4.1 KiB
SRS-09: Monitoring & Alerting
1. Overview
Monitoring & Alerting module provides real-time system monitoring, metrics collection, alert management, and system health tracking.
2. Functional Requirements
2.1 System Metrics
FR-MON-001: System shall collect and display CPU metrics
- Output: CPU usage percentage, load average
- Refresh: Every 5 seconds
FR-MON-002: System shall collect and display memory metrics
- Output: Total memory, used memory, available memory, usage percentage
- Refresh: Every 5 seconds
FR-MON-003: System shall collect and display storage metrics
- Output: Total capacity, used capacity, available capacity, usage percentage
- Refresh: Every 5 seconds
FR-MON-004: System shall collect and display network throughput
- Output: Inbound/outbound throughput, historical data
- Refresh: Every 5 seconds
FR-MON-005: System shall display ZFS ARC statistics
- Output: ARC hit ratio, cache size, eviction statistics
- Refresh: Real-time
2.2 ZFS Health Monitoring
FR-MON-006: System shall display ZFS pool health
- Output: Pool status, health indicators, errors
FR-MON-007: System shall display ZFS dataset health
- Output: Dataset status, quota usage, compression ratio
2.3 System Logs
FR-MON-008: System shall display system logs
- Output: Log entries with timestamp, level, source, message
- Filtering: By level, time range, search
- Refresh: Every 10 minutes
FR-MON-009: System shall allow users to search logs
- Input: Search query
- Output: Filtered log entries
2.4 Active Jobs
FR-MON-010: System shall display active jobs
- Output: Job list with type, status, progress, start time
FR-MON-011: System shall allow users to view job details
- Output: Job configuration, progress, logs
2.5 Alert Management
FR-MON-012: System shall display active alerts
- Output: Alert list with severity, source, message, timestamp
FR-MON-013: System shall allow users to acknowledge alerts
- Input: Alert ID
- Action: Mark alert as acknowledged
FR-MON-014: System shall allow users to resolve alerts
- Input: Alert ID
- Action: Mark alert as resolved
FR-MON-015: System shall display alert history
- Output: Historical alerts with status, resolution
FR-MON-016: System shall allow users to configure alert rules
- Input: Rule name, condition, severity, enabled flag
- Output: Created alert rule
FR-MON-017: System shall evaluate alert rules
- Action: Automatic evaluation based on metrics
- Output: Generated alerts when conditions met
2.6 Health Checks
FR-MON-018: System shall perform health checks
- Output: Overall system health status (healthy/degraded/unhealthy)

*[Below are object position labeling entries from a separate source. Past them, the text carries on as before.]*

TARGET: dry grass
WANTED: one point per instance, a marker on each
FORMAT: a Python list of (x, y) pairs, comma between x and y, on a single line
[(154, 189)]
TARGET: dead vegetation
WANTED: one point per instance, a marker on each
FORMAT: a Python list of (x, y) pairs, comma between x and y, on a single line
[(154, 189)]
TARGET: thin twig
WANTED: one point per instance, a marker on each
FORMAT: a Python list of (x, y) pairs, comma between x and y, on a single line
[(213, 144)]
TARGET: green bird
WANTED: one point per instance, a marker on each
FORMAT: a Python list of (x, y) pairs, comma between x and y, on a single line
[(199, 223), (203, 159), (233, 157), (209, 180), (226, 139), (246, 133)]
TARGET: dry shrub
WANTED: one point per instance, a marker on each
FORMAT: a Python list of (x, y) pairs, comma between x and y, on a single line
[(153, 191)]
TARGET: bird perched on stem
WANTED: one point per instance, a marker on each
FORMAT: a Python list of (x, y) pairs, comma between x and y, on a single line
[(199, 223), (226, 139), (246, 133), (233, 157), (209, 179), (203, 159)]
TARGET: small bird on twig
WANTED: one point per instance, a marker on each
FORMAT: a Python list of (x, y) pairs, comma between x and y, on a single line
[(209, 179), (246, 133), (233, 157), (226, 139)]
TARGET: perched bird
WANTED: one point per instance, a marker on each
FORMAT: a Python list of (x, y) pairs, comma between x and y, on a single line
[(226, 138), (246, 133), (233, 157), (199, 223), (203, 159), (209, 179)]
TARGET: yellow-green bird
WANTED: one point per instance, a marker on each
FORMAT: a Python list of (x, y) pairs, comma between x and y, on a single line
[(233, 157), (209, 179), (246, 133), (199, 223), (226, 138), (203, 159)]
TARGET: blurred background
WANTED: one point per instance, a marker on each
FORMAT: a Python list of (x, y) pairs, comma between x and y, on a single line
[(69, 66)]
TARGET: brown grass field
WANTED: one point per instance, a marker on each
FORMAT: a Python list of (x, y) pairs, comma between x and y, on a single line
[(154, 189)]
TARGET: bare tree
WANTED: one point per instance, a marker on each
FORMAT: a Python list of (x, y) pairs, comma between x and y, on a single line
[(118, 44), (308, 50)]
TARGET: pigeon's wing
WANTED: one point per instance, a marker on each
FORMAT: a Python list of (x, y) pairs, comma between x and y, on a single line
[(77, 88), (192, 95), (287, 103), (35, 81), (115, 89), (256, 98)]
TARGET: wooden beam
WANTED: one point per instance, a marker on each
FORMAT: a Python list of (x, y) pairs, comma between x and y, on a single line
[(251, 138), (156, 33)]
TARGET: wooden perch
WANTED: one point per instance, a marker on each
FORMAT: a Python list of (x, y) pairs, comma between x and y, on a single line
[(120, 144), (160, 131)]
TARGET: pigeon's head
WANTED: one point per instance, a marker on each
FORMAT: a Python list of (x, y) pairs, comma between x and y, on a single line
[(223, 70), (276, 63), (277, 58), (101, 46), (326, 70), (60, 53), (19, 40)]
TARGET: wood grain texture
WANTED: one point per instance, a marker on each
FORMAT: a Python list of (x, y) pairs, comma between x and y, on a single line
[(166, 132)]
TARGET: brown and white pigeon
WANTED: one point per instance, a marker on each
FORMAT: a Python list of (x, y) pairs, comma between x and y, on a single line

FR-MON-019: System shall display health check details
- Output: Component health status, issues, recommendations
3. User Interface Requirements
3.1 Monitoring Dashboard
- Metrics cards (CPU, Memory, Storage, Network)
- Real-time charts (Network Throughput, ZFS ARC Hit Ratio)
- System health indicators
3.2 Tabs
- Active Jobs: Running jobs list
- System Logs: Log viewer with filtering
- Alerts History: Alert list and management
3.3 Alert Management
- Alert list with severity indicators
- Alert detail view
- Alert acknowledgment and resolution
4. API Endpoints
GET /api/v1/monitoring/metrics
GET /api/v1/monitoring/health
GET /api/v1/monitoring/alerts
GET /api/v1/monitoring/alerts/:id
POST /api/v1/monitoring/alerts/:id/acknowledge
POST /api/v1/monitoring/alerts/:id/resolve
GET /api/v1/monitoring/rules
POST /api/v1/monitoring/rules
PUT /api/v1/monitoring/rules/:id
DELETE /api/v1/monitoring/rules/:id
GET /api/v1/system/logs
GET /api/v1/system/network/throughput
5. Permissions
- monitoring:read: Required for viewing metrics, alerts, logs
- monitoring:write: Required for acknowledging/resolving alerts, configuring rules
6. Error Handling
- Metrics collection failures
- Alert rule evaluation errors
- Log access errors
- Insufficient permissions